I don’t really care if it’s a total cliche to do a carrot cake recipe around Easter because it’s a cliche delicious enough to keep perpetuating. Rather than stress about the perfectly formed cake or cupcake, then frosting, and decorating it, I chose to disassemble it into these easy to make dessert cups. A handful of bite size spiced carrot cake pieces topped with an airy whipped cream cheese frosting, and a bit of chopped pecans for crunch. These are perfect to serve up at your Easter brunch AND everything can be made in advance!
(makes 10 to 12 servings)
1 cup all-purpose flour
1 cup sugar
1 tsp baking soda
1 tsp ground cinnamon
1 tsp nutmeg
A pinch of salt
½ cup unsweetened apple sauce
1 ½ cups grated carrots (2-3 large carrots)
Whipped Cream Cheese Frosting:
4oz low-fat cream cheese, softened
1 cup heavy whipping cream
1/4 cup granulated sugar
1/2 cup chopped pecans or walnuts
Preheat oven to 350 degrees F. and butter a 9 inch cake pan (shape doesn’t matter).
In a large bowl, whisk together flour, sugar, baking soda, cinnamon, nutmeg, and salt. In a separate bowl, lightly beat two eggs. Stir in applesauce and grated carrot. Pour carrot mixture into dry ingredients and stir until mixed well. Pour batter into prepared cake pan.

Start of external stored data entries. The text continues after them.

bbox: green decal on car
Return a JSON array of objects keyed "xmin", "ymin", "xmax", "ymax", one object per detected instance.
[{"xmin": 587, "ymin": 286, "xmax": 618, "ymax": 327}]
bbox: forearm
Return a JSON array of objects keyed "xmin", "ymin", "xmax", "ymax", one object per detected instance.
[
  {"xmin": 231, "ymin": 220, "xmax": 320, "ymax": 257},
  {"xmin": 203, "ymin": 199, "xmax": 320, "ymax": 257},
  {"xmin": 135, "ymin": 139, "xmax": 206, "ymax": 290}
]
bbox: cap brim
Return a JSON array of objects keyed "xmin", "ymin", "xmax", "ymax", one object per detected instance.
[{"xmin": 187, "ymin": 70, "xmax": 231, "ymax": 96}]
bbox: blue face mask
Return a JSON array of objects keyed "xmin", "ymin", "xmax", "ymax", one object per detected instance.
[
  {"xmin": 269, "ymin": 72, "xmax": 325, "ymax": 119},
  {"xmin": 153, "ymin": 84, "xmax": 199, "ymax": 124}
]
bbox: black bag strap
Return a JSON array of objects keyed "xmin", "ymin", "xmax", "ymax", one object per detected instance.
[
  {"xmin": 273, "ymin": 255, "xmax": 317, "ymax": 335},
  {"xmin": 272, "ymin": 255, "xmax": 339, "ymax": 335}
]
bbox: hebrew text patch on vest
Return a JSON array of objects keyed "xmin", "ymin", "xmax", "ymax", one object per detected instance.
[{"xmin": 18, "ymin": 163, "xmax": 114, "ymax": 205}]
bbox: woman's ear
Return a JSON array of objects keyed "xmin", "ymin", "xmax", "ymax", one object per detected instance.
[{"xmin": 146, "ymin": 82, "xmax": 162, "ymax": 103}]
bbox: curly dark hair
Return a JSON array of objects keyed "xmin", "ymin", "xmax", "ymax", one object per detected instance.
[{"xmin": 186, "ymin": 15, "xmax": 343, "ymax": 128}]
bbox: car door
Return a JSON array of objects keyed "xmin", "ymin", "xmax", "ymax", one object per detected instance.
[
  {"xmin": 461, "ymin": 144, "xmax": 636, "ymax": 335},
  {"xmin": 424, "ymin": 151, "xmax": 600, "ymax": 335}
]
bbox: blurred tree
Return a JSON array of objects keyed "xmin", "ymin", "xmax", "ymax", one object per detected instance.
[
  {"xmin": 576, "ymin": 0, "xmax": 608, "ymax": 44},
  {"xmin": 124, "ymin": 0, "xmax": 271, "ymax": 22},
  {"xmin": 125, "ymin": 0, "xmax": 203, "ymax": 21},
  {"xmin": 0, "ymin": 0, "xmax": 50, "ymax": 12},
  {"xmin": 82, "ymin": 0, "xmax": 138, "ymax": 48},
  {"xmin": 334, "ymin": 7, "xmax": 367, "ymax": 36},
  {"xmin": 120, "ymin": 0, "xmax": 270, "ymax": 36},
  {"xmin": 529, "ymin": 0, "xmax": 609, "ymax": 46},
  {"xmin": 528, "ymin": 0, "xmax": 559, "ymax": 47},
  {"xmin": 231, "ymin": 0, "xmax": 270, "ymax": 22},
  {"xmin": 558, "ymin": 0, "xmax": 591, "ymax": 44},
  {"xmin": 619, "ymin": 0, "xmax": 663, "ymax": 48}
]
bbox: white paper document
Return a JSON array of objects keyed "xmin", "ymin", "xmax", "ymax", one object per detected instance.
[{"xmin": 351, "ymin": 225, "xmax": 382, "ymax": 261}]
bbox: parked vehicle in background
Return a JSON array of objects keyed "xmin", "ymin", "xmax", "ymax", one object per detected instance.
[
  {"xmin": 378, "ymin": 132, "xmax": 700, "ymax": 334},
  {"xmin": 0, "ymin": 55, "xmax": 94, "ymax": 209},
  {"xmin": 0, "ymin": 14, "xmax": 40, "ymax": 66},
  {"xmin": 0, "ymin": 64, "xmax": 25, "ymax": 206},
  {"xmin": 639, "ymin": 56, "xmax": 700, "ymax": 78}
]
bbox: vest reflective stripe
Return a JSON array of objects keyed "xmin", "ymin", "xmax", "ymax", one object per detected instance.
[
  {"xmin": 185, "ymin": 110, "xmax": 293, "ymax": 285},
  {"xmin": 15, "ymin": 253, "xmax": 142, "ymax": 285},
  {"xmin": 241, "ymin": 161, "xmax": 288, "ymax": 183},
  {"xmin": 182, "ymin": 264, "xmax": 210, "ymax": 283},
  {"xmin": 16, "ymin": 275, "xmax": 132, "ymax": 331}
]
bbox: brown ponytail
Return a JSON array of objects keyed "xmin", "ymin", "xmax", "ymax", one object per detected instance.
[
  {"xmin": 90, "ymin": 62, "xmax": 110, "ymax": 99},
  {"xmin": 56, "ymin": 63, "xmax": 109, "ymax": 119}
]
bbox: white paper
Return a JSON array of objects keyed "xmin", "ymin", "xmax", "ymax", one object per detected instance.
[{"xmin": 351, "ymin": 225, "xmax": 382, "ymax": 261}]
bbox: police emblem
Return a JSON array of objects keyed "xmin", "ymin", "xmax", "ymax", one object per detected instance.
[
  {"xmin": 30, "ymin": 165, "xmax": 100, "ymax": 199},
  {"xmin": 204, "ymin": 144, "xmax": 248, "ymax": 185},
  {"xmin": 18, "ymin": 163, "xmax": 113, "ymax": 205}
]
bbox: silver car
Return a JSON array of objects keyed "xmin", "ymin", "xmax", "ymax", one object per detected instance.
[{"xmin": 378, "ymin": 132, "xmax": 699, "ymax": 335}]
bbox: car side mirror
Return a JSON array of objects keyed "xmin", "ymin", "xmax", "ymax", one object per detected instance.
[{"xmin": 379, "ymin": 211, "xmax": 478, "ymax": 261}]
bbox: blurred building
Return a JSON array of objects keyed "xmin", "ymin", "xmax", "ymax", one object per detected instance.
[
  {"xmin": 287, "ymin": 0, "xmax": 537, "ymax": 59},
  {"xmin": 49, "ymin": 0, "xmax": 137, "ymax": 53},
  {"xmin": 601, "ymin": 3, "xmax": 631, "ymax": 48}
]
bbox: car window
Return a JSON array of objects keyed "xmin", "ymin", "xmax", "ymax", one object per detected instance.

Place in the oven and bake for 25 to 30 minutes or until a toothpick inserted into the center comes out clean. Allow to cool within the pan for 5 minutes. Remove from pan and place on cooling rack to finish cooling for another 10 minutes. While waiting for the cake to cool, prepare frosting.
In a large bowl using an electric mixer, beat cream cheese until fluffy. With the mixer still running, slowly pour in heavy cream and then sugar. Continue to beat for a few minutes or until stiff peaks form in the frosting. Cover and refrigerate until ready to use.

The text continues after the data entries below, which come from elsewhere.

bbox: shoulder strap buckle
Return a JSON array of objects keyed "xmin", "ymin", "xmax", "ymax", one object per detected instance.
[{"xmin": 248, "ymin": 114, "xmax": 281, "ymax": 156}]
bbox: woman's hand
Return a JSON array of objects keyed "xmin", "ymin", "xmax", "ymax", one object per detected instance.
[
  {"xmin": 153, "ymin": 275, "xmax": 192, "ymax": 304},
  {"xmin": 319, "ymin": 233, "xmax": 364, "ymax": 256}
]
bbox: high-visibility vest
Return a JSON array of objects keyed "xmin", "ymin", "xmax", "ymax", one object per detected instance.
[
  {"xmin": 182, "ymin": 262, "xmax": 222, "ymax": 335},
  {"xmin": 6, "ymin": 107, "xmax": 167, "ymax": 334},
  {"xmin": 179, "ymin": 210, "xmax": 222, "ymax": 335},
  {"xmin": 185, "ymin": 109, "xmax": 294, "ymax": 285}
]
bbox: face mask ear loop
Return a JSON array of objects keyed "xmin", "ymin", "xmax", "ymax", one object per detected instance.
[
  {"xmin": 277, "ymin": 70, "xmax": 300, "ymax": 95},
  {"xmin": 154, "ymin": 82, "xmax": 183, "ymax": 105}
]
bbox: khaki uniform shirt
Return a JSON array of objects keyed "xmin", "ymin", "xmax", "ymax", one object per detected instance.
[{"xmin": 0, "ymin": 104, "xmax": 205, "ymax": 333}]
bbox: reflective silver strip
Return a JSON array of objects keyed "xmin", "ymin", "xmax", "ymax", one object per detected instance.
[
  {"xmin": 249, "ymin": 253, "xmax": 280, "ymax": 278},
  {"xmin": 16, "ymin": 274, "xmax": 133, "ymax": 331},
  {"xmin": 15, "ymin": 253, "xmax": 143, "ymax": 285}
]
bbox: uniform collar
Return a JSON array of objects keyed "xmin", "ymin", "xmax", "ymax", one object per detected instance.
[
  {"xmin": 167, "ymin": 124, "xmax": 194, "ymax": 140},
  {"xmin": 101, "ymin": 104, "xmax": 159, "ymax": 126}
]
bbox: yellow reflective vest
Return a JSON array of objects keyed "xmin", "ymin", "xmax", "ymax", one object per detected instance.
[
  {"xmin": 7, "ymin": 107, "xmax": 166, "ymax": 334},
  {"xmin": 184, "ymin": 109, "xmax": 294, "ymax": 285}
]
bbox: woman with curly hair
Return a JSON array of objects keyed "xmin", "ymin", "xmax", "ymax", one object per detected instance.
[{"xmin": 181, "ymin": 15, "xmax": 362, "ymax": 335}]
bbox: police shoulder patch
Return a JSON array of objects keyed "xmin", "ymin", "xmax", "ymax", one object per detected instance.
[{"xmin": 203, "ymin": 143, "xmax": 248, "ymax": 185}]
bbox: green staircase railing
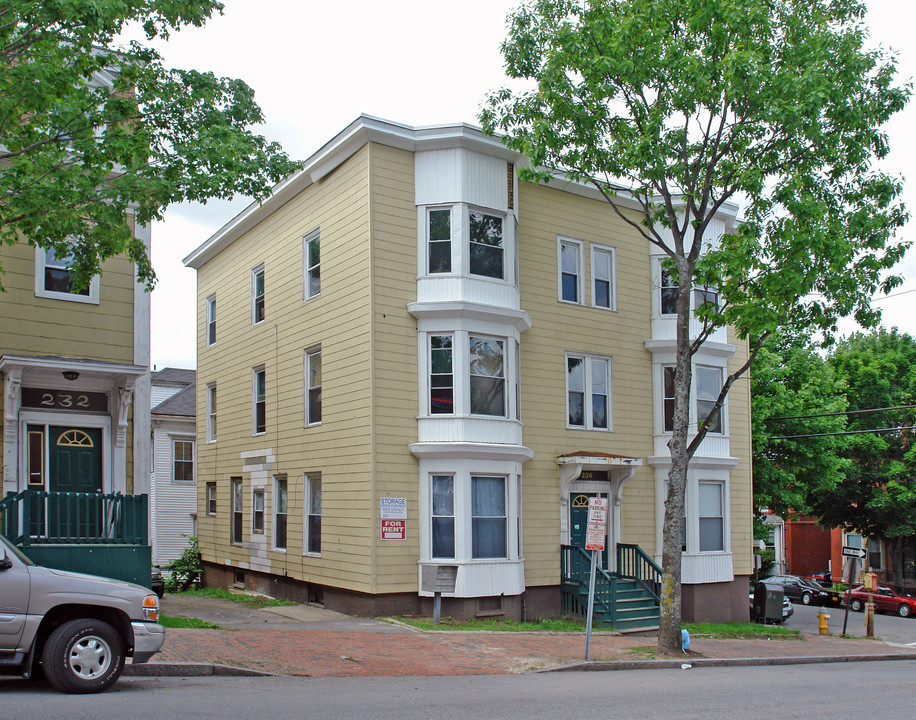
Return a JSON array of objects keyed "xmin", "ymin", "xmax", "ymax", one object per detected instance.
[
  {"xmin": 0, "ymin": 489, "xmax": 148, "ymax": 546},
  {"xmin": 561, "ymin": 543, "xmax": 663, "ymax": 630}
]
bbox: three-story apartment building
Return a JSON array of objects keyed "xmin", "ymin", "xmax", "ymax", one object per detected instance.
[{"xmin": 185, "ymin": 116, "xmax": 752, "ymax": 622}]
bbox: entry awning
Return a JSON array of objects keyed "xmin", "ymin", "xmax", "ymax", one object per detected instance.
[{"xmin": 556, "ymin": 451, "xmax": 642, "ymax": 467}]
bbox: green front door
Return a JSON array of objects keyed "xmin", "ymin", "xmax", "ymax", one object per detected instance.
[
  {"xmin": 569, "ymin": 493, "xmax": 609, "ymax": 568},
  {"xmin": 48, "ymin": 427, "xmax": 103, "ymax": 538}
]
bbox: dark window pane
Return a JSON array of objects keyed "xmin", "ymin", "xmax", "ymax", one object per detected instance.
[
  {"xmin": 699, "ymin": 517, "xmax": 724, "ymax": 552},
  {"xmin": 469, "ymin": 211, "xmax": 502, "ymax": 246},
  {"xmin": 664, "ymin": 399, "xmax": 675, "ymax": 432},
  {"xmin": 432, "ymin": 517, "xmax": 455, "ymax": 558},
  {"xmin": 309, "ymin": 389, "xmax": 322, "ymax": 423},
  {"xmin": 470, "ymin": 377, "xmax": 504, "ymax": 416},
  {"xmin": 470, "ymin": 243, "xmax": 503, "ymax": 279},
  {"xmin": 276, "ymin": 514, "xmax": 287, "ymax": 549},
  {"xmin": 561, "ymin": 273, "xmax": 578, "ymax": 302},
  {"xmin": 430, "ymin": 386, "xmax": 453, "ymax": 414},
  {"xmin": 308, "ymin": 516, "xmax": 321, "ymax": 553},
  {"xmin": 429, "ymin": 209, "xmax": 451, "ymax": 240},
  {"xmin": 472, "ymin": 518, "xmax": 507, "ymax": 558},
  {"xmin": 429, "ymin": 242, "xmax": 451, "ymax": 273},
  {"xmin": 661, "ymin": 288, "xmax": 678, "ymax": 314},
  {"xmin": 592, "ymin": 394, "xmax": 607, "ymax": 429},
  {"xmin": 595, "ymin": 279, "xmax": 610, "ymax": 308},
  {"xmin": 432, "ymin": 476, "xmax": 454, "ymax": 515},
  {"xmin": 568, "ymin": 391, "xmax": 584, "ymax": 426}
]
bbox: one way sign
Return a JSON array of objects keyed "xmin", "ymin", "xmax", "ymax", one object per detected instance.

Once the carrot cake has finished cooling, transfer to a large cutting board and using a large knife, dice the cake into bite sized cubes. The carrot cake will stick to the knife a bit so I recommend spraying the knife with a bit of cooking spray to prevent that. If you’re making these ahead of time, wait to dice up your cake so the pieces don’t dry out. Cut it up and assemble just before serving.
You can assemble your dessert cups like a trifle with multiple layers or just one. I used vintage coupe glasses (normally used for wine or champagne). Add a layer of carrot cake pieces, top with one or two big spoonfuls of frosting (you can also use an icing bag and pipe frosting on), and then sprinkle with chopped pecans or walnuts.